Finnish bomber may have found recipe on Internet

  • 2002-10-17
HELSINKI

The 19-year-old Finnish chemistry student Petri Erkki Tapio Gerdt who killed himself and six others by setting off a bomb inside a mall Oct. 11 frequently visited a Web site for builders of home-made explosives, Finnish media reported.

The Web site also contained a chat room, the press said.

"Police are investigating an Internet forum for chemistry-interested people where the participants seem to know both the perpetrator and how to make bombs," the daily Hufvudstadsbladet reported.

The leading Swedish-language daily quotes Tero Haapala, in charge of the investigation into the bombing, as saying "it is under investigation, and this lead is one" that police are currently investigating.

Haapala was not immediately available for comment.

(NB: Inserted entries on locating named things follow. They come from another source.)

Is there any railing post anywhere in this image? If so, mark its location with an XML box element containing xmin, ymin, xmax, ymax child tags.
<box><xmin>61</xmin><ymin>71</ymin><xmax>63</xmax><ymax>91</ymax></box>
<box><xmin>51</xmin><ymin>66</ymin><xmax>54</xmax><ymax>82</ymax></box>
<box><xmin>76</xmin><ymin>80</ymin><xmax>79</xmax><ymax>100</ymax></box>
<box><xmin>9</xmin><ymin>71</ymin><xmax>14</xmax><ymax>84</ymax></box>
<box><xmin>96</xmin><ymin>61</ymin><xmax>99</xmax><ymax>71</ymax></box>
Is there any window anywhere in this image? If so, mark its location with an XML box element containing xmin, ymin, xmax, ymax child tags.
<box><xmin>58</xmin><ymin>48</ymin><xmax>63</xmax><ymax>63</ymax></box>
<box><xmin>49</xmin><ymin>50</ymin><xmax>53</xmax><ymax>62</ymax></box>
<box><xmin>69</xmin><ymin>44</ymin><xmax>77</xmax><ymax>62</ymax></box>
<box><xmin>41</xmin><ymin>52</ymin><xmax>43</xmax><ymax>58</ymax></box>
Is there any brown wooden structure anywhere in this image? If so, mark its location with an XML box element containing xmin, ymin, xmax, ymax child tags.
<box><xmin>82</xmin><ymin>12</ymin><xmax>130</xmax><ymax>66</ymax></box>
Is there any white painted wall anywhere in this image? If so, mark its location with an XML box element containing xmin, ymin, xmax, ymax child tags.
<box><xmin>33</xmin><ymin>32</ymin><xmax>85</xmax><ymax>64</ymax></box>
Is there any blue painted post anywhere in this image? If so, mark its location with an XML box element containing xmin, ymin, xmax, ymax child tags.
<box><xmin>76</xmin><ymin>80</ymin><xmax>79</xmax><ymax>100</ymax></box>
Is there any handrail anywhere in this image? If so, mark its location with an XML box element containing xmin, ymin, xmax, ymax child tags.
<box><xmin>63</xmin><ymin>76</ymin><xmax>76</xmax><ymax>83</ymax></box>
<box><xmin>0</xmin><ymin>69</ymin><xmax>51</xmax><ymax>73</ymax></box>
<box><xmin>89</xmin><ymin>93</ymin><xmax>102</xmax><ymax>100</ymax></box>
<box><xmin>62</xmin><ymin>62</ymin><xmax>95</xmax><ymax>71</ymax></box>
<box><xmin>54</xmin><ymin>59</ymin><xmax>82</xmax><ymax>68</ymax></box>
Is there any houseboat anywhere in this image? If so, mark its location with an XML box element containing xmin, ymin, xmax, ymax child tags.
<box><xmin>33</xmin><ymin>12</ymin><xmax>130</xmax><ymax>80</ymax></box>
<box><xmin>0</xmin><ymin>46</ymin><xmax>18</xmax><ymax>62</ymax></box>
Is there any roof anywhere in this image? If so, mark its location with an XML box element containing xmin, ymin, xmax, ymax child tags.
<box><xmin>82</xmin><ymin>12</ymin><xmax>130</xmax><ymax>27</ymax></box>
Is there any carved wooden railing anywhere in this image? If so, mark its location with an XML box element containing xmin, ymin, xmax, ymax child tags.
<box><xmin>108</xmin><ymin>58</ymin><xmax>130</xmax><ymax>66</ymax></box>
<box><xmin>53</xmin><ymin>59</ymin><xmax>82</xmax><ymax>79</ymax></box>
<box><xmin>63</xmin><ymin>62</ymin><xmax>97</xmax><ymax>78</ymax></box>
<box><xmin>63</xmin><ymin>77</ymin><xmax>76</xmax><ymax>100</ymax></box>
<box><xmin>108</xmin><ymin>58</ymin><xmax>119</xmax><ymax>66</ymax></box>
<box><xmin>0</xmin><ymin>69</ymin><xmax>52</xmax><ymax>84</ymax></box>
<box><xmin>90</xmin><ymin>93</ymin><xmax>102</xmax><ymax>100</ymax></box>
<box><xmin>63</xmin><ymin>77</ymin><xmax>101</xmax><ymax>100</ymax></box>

A day earlier, Haapala would not confirm that the bomber had found instructions on how to build a bomb on the Internet, saying only that analysis of "confiscated IT material" would begin this week.

The home-made bomb contained up to 2 kilograms of explosive material and a large number of lead and steel shotgun pellets, apparently aimed at killing as many people as possible, police said.

Almost 100 people were injured in the attack, with dozens needing emergency surgery, officials said.

Investigators did not say whether the home-made explosive device was of the pipe bomb type, which typically contains these kinds of materials.

"We know it was not military explosives, but we do not yet know the bomb's explosive material," Kimmo Himberg, a forensic expert, said.

The explosion occurred Oct.11 evening on the ground floor of an atrium of the Myyrmanni shopping mall, located in the Myyrmaeki suburb in the city of Vantaa, 12 kilometers (seven miles) north of the capital Helsinki.

At the time, up to 2,000 people were estimated to be in the mall, one of Finland's largest, doing their shopping ahead of the weekend, officials said.

A number of victims remained hospitalized Oct.14, but none was in a life-threatening condition.